Saturday, September 5, 2015

Prometheus Bride

In 1818, the novel Frankenstein; or the Modern Prometheus by Mary Shelley, was published. (However, during its original release, the author was listed as anonymous.)

Despite many people's assumptions, Frankenstein was the name of the doctor while his creation actually remained nameless throughout the story (although the Creature himself on a handful of occasions likens himself to Adam, the Bible's first human). And, Prometheus was a mythological Greek Titan who created mankind for the gods, then taught man to hunt, read, and heal, but who was then chained and tortured by Zeus for stealing fire from the gods and sharing it with humans.

Bent on vengeance against the monster, Dr. Frankenstein struggles against his conscience and the weight of what he gave life to for the bulk of the book, seeking to destroy his creation. Meanwhile, the Creature grapples with his existence and isolation, reflecting with growing intellect and longing, but lashing out with violence. (Even more so, when the Creature loses his sole chance at companionship when Frankenstein chooses to destroy the monster bride he was creating to prevent unleashing another abomination.)
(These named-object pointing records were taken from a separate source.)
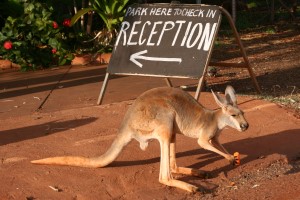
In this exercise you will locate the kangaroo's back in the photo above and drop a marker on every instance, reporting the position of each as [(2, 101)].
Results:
[(161, 106)]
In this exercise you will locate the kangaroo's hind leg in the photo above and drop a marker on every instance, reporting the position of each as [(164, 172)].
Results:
[(182, 170), (165, 176)]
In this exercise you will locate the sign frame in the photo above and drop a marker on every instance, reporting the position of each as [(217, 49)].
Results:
[(245, 64)]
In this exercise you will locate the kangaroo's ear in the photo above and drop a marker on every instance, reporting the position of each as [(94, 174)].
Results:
[(219, 100), (230, 95)]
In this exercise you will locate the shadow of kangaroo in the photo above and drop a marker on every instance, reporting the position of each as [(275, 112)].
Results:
[(160, 114)]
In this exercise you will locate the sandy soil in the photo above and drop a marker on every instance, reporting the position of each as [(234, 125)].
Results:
[(269, 150)]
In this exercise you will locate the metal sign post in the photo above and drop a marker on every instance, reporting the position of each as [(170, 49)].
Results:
[(169, 40)]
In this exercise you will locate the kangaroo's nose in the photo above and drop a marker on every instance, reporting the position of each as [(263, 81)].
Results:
[(244, 126)]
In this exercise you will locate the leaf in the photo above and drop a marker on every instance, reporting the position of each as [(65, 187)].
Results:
[(80, 13), (53, 43)]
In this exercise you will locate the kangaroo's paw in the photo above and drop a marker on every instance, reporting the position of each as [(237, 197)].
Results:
[(237, 159)]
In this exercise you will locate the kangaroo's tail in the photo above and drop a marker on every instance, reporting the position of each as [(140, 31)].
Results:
[(111, 154)]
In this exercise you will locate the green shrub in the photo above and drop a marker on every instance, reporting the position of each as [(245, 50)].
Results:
[(35, 40)]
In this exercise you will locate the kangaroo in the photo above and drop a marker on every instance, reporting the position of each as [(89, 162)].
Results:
[(159, 114)]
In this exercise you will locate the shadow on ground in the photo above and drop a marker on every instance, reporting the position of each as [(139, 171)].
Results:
[(40, 130)]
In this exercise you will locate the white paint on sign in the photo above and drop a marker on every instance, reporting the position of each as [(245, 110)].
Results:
[(197, 35), (139, 55)]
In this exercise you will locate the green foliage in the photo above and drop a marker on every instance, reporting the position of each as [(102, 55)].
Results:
[(111, 13), (37, 41)]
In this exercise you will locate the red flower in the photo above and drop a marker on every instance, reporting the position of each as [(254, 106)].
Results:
[(67, 22), (55, 25), (7, 45)]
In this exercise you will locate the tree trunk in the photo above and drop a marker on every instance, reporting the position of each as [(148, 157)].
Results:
[(234, 10)]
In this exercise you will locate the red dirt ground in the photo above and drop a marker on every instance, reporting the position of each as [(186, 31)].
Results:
[(269, 150)]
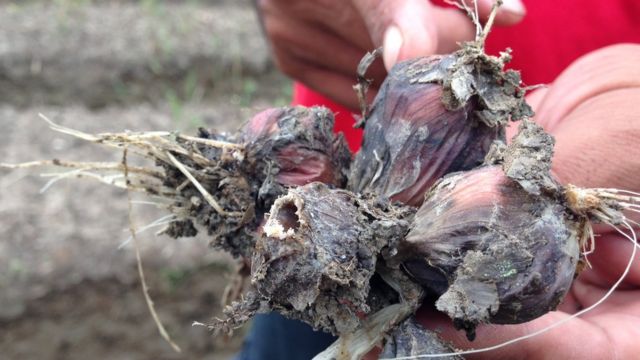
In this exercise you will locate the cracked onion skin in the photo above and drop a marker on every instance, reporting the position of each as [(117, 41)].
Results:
[(491, 250), (433, 116), (300, 143), (411, 139)]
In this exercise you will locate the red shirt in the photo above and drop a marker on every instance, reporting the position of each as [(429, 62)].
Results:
[(552, 35)]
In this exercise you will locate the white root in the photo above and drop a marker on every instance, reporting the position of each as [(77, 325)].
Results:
[(632, 238), (214, 204), (167, 219), (145, 289)]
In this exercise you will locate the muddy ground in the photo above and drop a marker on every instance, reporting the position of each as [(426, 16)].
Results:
[(67, 291)]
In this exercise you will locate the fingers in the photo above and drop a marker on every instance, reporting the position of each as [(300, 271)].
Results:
[(510, 13), (612, 67), (564, 342), (412, 28)]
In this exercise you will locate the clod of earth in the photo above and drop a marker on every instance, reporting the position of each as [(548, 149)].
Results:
[(435, 203)]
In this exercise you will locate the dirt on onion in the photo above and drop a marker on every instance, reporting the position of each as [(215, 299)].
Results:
[(434, 207)]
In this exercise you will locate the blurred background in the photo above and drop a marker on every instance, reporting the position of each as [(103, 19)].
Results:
[(67, 291)]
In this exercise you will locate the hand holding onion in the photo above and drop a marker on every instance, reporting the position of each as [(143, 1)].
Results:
[(596, 130)]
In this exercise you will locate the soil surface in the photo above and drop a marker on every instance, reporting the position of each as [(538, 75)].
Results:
[(67, 291)]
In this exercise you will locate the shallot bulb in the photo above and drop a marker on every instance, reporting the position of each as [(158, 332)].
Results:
[(497, 253), (433, 116)]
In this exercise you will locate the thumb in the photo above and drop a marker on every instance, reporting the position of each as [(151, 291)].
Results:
[(412, 28)]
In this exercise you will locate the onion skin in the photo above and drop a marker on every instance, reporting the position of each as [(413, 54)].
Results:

In the end, after the death of his creator, the nameless Creature, outcast from society and removed from humanity, sheds tears for the loss of his perceived father. He tells his side of the story to a single witness and walks off onto the desolate ice of the Arctic never to be seen or heard from again. Utterly alone. 

Survivors often find they relate more to the monster. Feelings of isolation and longing, issues of self-esteem and distance, internal rage and pain are often parts of the process of surviving. It is heartbreaking and disorienting to suddenly perceive ourselves as different and apart. Removed from who we once were and all we once trusted, we create a lonely landscape within ourselves.

The inspirational source of the book is often debated in literary circles. What began as a summer challenge to tell a story in a group of creative friends, has been labelled a subversive political tale of the Revolution, a suspicious reprimand at the advance of science and technology, and a Gothic romance born of the loss of her first child. (Mary Shelley was twenty years old when the book was published and she would eventually have three more children, but only one would survive childhood.)

Like the Creature and the book itself, we are all created from, inspired by, and evolve out from a complex source. We have to find our own way to and from the isolated landscape of our inner Artic. We have to learn and relearn who and what we are. 

We will rage and contemplate, rationalize and react, while moving through and away from the monstrosities of our trauma, crisis, and illness.

We need to cling to what matters and hold on to our own worth, even if we have to find beauty in the loneliness of the ice.

(Note: Over three decades after the publication of the book, on the first anniversary of Mary Shelley's death, her family opened up her writing desk. In it, they found locks of hair belonging to all of her children and the heart of her husband Percy Shelley wrapped in silk.)